Iain Duncan Smith has warned that the government risks dividing society, in his first interview since resigning as work and pensions secretary.
He attacked the "desperate search for savings" focused on benefit payments to people who "don't vote for us".
And he told the
BBC's Andrew Marr his "painful" decision was "not personal" against
Chancellor George Osborne.
Downing Street said it was sorry to see Iain Duncan Smith go but was determined to help "everyone in our society".
BBC political correspondent
Alan Soady said Mr
Duncan Smith's interview - which followed his resignation over cuts to disability benefits on Friday - was an "absolutely blistering attack".
He added: "This was not just about his objections to one change in disability benefit, he was questioning the fundamental principles underpinning the government."
'
Narrow attack'
Mr Duncan Smith told the BBC he had supported a consultation on the changes to
Personal Independence Payments but had come under "massive pressure" to deliver the savings ahead of last week's
Budget.
The way the cuts were presented in the Budget had been "deeply unfair", he said, because they were "juxtaposed" with tax cuts for the wealthy.

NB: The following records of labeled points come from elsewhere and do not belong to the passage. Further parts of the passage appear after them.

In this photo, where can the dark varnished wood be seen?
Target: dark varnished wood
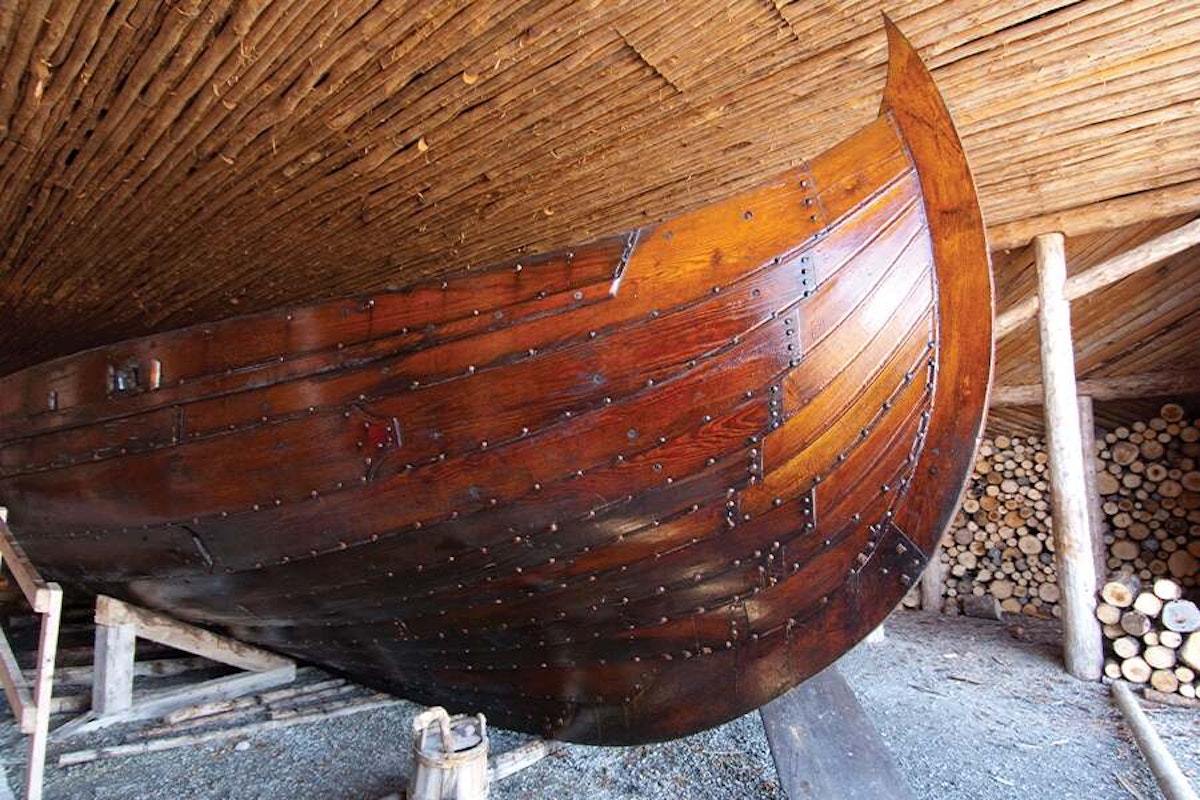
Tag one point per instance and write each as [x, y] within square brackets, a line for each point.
[581, 492]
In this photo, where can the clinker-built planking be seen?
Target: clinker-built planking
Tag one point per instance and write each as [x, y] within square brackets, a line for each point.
[612, 494]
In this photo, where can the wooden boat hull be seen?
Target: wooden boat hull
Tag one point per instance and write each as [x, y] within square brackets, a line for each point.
[613, 494]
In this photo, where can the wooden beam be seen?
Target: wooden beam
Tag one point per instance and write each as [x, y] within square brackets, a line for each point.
[189, 638]
[1151, 384]
[1107, 272]
[1095, 503]
[825, 745]
[1168, 774]
[1083, 650]
[1105, 215]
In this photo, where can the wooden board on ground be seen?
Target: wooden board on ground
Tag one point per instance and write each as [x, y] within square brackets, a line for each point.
[825, 745]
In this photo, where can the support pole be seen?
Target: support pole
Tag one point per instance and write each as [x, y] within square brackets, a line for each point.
[1083, 649]
[933, 583]
[112, 690]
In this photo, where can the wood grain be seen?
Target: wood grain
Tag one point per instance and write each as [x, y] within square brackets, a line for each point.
[575, 492]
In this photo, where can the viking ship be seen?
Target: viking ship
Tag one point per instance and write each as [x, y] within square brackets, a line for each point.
[612, 494]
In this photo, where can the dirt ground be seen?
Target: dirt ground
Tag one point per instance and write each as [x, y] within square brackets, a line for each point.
[969, 708]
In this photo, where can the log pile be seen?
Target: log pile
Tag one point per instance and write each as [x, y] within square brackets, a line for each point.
[1000, 545]
[1151, 633]
[1150, 485]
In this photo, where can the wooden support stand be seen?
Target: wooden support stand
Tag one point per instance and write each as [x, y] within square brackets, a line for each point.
[31, 708]
[825, 745]
[118, 627]
[450, 758]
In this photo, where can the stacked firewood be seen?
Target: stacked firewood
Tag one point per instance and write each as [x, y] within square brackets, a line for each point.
[1000, 543]
[1151, 632]
[1150, 485]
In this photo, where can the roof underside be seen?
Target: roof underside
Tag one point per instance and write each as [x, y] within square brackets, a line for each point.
[171, 163]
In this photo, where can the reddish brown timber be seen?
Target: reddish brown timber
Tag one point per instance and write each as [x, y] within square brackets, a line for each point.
[700, 459]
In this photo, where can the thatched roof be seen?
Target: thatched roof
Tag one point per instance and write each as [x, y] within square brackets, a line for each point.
[166, 163]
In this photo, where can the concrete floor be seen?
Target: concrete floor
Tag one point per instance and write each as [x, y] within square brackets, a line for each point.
[970, 709]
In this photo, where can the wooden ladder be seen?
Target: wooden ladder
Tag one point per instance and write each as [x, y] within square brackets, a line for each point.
[31, 703]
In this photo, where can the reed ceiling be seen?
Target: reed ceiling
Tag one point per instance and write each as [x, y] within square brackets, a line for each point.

He criticised the "arbitrary" decision to lower the welfare cap after the general election and suggested the government was in danger
of losing "the balance of the generations", expressing his "deep concern" at a "very narrow attack on working-age benefits" while also protecting pensioner benefits
.
If the focus on the working-age benefit budget continued, he said, "it just looks like we see this as a pot of money, that it doesn't matter because they don't vote for us".
Mr Duncan Smith, who said he felt he had become "semi-detached" from government, said the
Conservatives had to return to being a party "that cares about even those who do not vote for us".
He said he cared "passionately" about "people who don't get the choices my children get" and "bringing people back in to an arena where we play daily but they do not".
Deteriorating relationship
He suggested the government was in "danger of drifting in a direction that divides society rather than unites it, and that, I think, is unfair".
In his interview, Mr Duncan Smith gave his version of a deteriorating relationship with the government, saying he had considered resigning last year and had "long-running" concerns about cuts imposed since May's general election.
He said the disability benefit cuts should have been part of a "much wider programme" - but after
Christmas "pressure began to grow" to rush a consultation so they could feature in Wednesday's Budget.
Asked why he had not spoken out when the measures were presented to cabinet, he said he "sat silently" as he "realised the full state of what was happening" with tax cuts featuring elsewhere in the Budget.
After thinking "long and hard", he said he agreed to write to MPs to reassure them over the disability cuts, saying "it's not what it sounds like in the Budget".
But he said he realised in the following two days "there was no way I would able to stop this process" and resigned on Friday evening.
'
Security and opportunity'
Mr Duncan Smith spoke of his "love" for the
Conservative Party and described claims he was trying to undermine
David Cameron as "nonsense", saying he had had a "robust" conversation with the PM after telling him of his resignation.
Asked whether Mr
Osborne would make a good prime minister, he added: "If he was to stand and if he was elected by the electorate, which is not just me it is everybody else, I would hope that he would."
A
Number 10 spokesman said: "
We are sorry to see Iain Duncan Smith go, but we are a 'one nation' government determined to continue helping everyone in our society have more security and opportunity, including the most disadvantaged.
"That means we will deliver our manifesto commitments to make the welfare system fairer, cut taxes and ensure we have a stable economy by controlling welfare spending and living within our means."
He said more people were in work under this government with fewer "trapped" on unemployment benefits.